Minister of Labour and Productivity, Chief Emeka Wogu, who performed the launch and presentation of the national documents to the Nigerian Public in Abuja, indicated that this followed the approval of the National Policy and National Action Plan on Child Labour by the Federal Executive Council, FEC, in September last year.
He noted that the success of the launching attested to the commitment of President Goodluck Ebele Jonathan’s Transformation Agenda and the Subsidy Reinvestment and Empowerment Programme (SURE-P) to the elimination of the challenge of child labour which has constituted a critical impediment to the nation’s development efforts.
The Labour Minister observed that the National Policy and National Action Plan on Child Labour were the products of a consultative process of stakeholders’ participation, adding that the approval of the national documents by the FEC has set the stage for effective collaboration and implementation of child labour interventions across the country.
“The Policy will help every stakeholder to operate in its area of comparative advantage. It will also facilitate the building of synergy, effective coordination and elimination of duplication of interventions by the various MDAs”, he added.
According to him, “The policy also provides monitoring, evaluation and a review process with which to assess periodically the achievements recorded in our collective efforts at combating the scourge of child labour.”
Acknowledging the support of the International Labour Organisation, ILO, and the United States Department of Labour, USDOL, in funding and technical expertise for the development of the documents, the Minister called for their continued collaboration in the implementation of the Policy.
Chief Wogu underscored that President Jonathan Administration has demonstrated commitment in addressing the socio-economic factors which promote the use of children in all forms of labour exploitation that are injurious to their health, moral development and further deny them the opportunity to attend school or acquire skill in vocation.
He pointed out that the massive employment of youths and women through the Community Services, Women and Youth Empowerment Scheme of the SURE-P has reduced drastically the high level of poverty in the rural communities in Nigeria where child labour thrived most.
“The CSWYE Programme is thus a critical strategy for fighting poverty especially rural poverty which has over the years fuelled child labour and child trafficking in the country,” he added.

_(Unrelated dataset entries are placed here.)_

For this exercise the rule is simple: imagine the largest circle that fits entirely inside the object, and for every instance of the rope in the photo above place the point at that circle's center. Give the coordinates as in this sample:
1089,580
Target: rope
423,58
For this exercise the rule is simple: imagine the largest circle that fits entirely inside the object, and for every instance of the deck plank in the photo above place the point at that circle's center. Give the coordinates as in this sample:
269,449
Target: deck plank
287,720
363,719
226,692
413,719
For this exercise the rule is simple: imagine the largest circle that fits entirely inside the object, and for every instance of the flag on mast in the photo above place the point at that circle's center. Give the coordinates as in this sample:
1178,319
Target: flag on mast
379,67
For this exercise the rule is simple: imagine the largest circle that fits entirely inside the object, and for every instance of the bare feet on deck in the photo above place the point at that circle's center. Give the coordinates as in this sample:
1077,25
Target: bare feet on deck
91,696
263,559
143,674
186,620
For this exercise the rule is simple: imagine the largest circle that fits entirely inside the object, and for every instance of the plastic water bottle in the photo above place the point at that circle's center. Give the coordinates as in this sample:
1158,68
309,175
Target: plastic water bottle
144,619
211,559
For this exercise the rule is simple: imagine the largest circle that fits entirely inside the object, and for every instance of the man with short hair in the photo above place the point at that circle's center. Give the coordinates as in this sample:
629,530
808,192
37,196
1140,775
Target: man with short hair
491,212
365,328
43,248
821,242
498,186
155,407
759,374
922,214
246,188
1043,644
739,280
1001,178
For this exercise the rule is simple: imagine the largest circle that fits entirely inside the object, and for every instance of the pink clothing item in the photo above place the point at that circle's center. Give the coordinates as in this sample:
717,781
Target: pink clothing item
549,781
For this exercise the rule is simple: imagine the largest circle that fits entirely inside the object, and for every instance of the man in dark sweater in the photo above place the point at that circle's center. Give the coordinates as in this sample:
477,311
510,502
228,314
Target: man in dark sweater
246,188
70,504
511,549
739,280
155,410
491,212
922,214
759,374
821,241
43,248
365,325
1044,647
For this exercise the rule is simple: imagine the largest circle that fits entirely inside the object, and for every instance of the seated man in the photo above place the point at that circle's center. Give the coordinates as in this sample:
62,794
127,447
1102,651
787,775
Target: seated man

The Minister indicated that the interventions of the Federal Ministry of Labour and Productivity which have paid off in checking child labour, especially its worse forms in the country, included capacity development of stakeholders, sensitisation workshops, rallies, research and data generation, as well as other empowerment activities at local, states and national levels.
In his remarks, the Permanent Secretary of the Ministry, Dr. Clement Illoh, emphasized that the national documents were not just the making of Federal Ministry of Labour and Productivity but that “they are our Policy” which “require our efforts and collaboration to implement”.
He added that despite the constraints and misconceptions encountered in the formulation of the Policy, child labour remained both global and national concern that attracted concerted efforts at different levels aimed at eliminating it.
Director of International Labour Organisation, ILO, Country Office for Nigeria, Ghana, Liberia Sierra Leone and the Gambia and ECOWAS Liaison Office, Ms. Sina Chuma-Mkandawire, assured of the commitment of the ILO to working with relevant stakeholders in ensuring full implementation of the National Policy and its Action Plan.
The ILO Country Director, while calling for allocation of enough resources to implement the Policy, further called on the Nigerian Government to ratify and domesticate ILO’s Domestic Workers’ Convention 2011 (C.189) in order to ensure better protection of victims, mainly children, from labour exploitation.
“The fact that Nigeria has already ratified the ILO Convention on Worst Forms of Child Labour 1999 (No. 182) in October 2002 and today we are launching the Policy, Action Plan and Hazardous List, leaves me with no doubt that we have gained the necessary momentum and commitment for the elimination of the worst Forms of Child Labour,” she stated.